Routine vaccines are recommended even if you do not travel. These are usually childhood diseases, but are still common in some parts of the world; therefore if a traveler is not vaccinated for these, they would be at risk for infection. Examples are measles/mumps/rubella (MMR)  vaccine, diphtheria /pertussis/ tetanus (DPT) vaccine, etc.

Recommended vaccines for visiting Thailand and South East Asia include Hepatitis A and B, Typhoid, Rabies, Japanese encephalitis, and Polio. However, please consult with a healthcare provider or travel doctor prior to receiving these vaccinations for more detailed  information.
Yellow fever is not a disease risk in Thailand, but the Thai government requires travelers arriving from countries where yellow fever is present (sub-Saharan Africa and tropical South America) to present proof of yellow fever vaccination.

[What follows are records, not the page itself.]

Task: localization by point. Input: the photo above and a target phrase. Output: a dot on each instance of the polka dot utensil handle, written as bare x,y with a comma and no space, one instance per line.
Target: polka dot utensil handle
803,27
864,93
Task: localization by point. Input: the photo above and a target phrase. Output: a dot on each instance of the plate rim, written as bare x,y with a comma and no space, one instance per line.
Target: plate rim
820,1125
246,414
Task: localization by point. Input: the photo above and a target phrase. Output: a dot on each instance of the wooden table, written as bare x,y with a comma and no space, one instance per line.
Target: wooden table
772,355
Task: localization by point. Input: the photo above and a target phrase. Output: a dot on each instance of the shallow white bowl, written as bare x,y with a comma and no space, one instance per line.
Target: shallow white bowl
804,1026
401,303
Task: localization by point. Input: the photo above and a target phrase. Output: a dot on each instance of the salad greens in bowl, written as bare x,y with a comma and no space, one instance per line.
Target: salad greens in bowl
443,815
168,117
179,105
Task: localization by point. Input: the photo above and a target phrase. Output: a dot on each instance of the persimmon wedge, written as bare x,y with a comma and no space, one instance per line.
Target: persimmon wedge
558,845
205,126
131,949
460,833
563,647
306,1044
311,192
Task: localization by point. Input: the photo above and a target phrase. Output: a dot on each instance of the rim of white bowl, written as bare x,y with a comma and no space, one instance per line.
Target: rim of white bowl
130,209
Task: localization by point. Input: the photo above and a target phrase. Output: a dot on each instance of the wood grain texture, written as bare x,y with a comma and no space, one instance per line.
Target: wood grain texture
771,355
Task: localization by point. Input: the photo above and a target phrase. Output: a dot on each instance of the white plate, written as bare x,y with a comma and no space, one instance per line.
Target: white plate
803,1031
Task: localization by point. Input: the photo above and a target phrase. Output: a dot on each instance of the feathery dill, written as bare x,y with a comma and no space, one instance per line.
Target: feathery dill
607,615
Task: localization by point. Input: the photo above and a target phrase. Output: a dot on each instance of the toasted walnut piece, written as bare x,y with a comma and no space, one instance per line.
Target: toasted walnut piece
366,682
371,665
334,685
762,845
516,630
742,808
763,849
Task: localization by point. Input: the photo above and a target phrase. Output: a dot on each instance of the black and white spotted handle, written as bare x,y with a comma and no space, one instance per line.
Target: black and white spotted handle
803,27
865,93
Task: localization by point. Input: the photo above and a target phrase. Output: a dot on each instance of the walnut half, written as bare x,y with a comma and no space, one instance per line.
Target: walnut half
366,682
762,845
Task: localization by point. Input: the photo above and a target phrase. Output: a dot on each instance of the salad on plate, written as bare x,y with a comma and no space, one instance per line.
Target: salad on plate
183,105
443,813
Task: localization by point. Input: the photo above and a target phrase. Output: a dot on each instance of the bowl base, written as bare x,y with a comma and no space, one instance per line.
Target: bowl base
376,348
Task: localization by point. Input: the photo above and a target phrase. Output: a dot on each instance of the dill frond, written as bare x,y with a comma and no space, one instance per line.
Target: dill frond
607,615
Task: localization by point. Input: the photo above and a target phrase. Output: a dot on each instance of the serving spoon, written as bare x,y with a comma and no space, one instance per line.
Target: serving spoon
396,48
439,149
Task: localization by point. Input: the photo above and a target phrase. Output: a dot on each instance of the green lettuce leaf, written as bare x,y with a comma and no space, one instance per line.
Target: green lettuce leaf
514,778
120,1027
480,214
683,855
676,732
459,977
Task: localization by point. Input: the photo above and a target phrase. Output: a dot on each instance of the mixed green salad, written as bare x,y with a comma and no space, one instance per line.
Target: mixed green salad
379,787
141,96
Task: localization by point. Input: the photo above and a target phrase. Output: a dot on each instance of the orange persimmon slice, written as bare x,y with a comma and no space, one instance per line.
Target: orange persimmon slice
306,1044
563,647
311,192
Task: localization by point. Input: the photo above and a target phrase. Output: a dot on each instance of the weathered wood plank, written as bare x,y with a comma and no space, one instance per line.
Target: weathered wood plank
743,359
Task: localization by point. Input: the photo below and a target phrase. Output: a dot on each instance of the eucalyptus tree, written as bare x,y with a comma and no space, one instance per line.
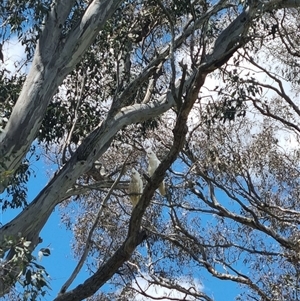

Local reactions to vaccinations are pain, swelling, and redness of the injection site. There are common and self-limited. More generalized reactions include fever , headache, muscle pain, and loss of appetite. These can be treated with supportive medications and are self-limited. However, more serious reactions are allergic reactions  to the vaccine and can be life threatening. But these are very rare. Symptoms include swelling and itching for the whole body, wheezing, and shock. This requires immediate medical attention.

There are theoretical concerns of vaccinating pregnant women. There is no evidence that live vaccines cause birth defects or terato-genicity, but it should still not be given to pregnant women.

 *Disclaimer : The information provided in this page is only for basic knowledge regarding vaccinations. Please consult with a healthcare provider prior to receiving vaccinations.